Different environments and seasonal changes affect the regulation of sleep. It is generally believed that it is advisable to go to bed late and get up early in spring and summer (about 5-7 hours of sleep every day), to go to bed early and get up early in autumn (about 7-8 hours of sleep every day) and to go to bed early and get up late in winter (about 8-9 hours of sleep every day). This combines the four seasons growth collection method. In sunny days, people usually sleep for a short time, and in bad weather, people usually sleep for a long time. With the increase of regional altitude, the average person's sleep time is slightly reduced. With the increase of latitude, the average person sleeps a little longer.

Sleep quality standard

In the Eastern Jin Dynasty, was there a picture of immortals in Zhang Zhan's Health Collection? It is forbidden to lie down for a long time. ,? No more sleep, god let go? . Think? Does it hurt to lie down for a long time? , make the sun be the spirit is strong, slack spirit. Therefore, sleeping more may not meet the health requirements.

Sleeping too much and falling in love with bed can cause cerebral cortex inhibition and make brain cells hypoxic. In determining whether you get enough sleep, besides quantity requirements, quality requirements are more important. The quality of sleep depends on the depth of sleep and the rate of rapid eye movement. Rapid eye movement plays an important role in improving brain fatigue.

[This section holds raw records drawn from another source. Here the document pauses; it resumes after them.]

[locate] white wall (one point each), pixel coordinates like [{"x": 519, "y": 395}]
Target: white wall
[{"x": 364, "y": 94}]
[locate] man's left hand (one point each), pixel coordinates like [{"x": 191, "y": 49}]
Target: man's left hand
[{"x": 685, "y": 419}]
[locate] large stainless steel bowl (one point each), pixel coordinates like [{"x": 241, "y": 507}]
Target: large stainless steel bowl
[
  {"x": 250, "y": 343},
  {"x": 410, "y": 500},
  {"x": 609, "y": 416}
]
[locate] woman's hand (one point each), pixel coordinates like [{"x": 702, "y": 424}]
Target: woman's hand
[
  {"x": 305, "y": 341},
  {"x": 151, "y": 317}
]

Experiments show that the behavior of cats and mice deprived of heterogeneous sleep will change, such as memory loss and overeating.

According to statistics at home and abroad, the percentage of REM in total sleep is 50% for newborns, 40% for infants, 65,438+08.5% ~ 25% for children, 20% for adolescents, 65,438+08.9% ~ 22% for adults and 65,438+03.8% ~ 65,440 for adults. If the above ratio is not reached, the shallow sleep period in chronic sleep will be compensatory prolonged, and the result is often the feeling of being unable to sleep.

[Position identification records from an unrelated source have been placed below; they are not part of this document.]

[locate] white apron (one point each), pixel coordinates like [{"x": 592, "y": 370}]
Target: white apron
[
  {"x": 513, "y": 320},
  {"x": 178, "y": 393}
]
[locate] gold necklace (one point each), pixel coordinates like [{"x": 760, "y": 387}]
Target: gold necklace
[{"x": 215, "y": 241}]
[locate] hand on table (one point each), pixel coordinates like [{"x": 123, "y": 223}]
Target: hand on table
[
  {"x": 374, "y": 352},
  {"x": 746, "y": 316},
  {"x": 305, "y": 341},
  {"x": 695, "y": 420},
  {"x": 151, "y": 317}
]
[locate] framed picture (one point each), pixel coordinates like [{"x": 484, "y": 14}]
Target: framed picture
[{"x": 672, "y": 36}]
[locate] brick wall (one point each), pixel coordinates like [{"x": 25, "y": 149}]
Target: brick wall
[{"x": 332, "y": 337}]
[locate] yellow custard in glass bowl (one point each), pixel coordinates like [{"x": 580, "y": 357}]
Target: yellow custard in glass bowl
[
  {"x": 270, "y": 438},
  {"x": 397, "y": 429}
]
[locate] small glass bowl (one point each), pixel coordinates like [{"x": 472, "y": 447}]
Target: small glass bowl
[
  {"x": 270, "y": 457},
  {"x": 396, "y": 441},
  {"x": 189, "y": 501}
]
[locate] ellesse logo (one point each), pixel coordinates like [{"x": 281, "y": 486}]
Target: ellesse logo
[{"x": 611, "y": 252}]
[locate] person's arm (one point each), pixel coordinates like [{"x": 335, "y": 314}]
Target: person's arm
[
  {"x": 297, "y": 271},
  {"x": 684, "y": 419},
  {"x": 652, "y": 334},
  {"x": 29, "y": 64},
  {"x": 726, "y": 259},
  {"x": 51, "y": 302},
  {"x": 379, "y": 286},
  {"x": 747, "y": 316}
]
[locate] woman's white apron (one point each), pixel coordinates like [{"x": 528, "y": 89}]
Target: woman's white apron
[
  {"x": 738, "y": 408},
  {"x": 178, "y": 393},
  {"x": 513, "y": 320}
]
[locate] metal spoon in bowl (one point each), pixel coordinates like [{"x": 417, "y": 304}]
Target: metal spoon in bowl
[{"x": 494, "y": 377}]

In real life, you can use the following criteria to check whether you have a high-quality sleep:

1 fall asleep quickly. 5 ~ 15 minutes before going to bed;

2 deep sleep. Breathe evenly during sleep, do not snore, and it is not easy to wake up;

③ There is no night. Sleep less dreams, no dreams, less nights;

Get up quickly. Wake up in the morning with light body and good spirit;

⑤ Clear thinking during the day, high work efficiency and no drowsiness. Generally speaking, if the quality of sleep is good, you can sleep less.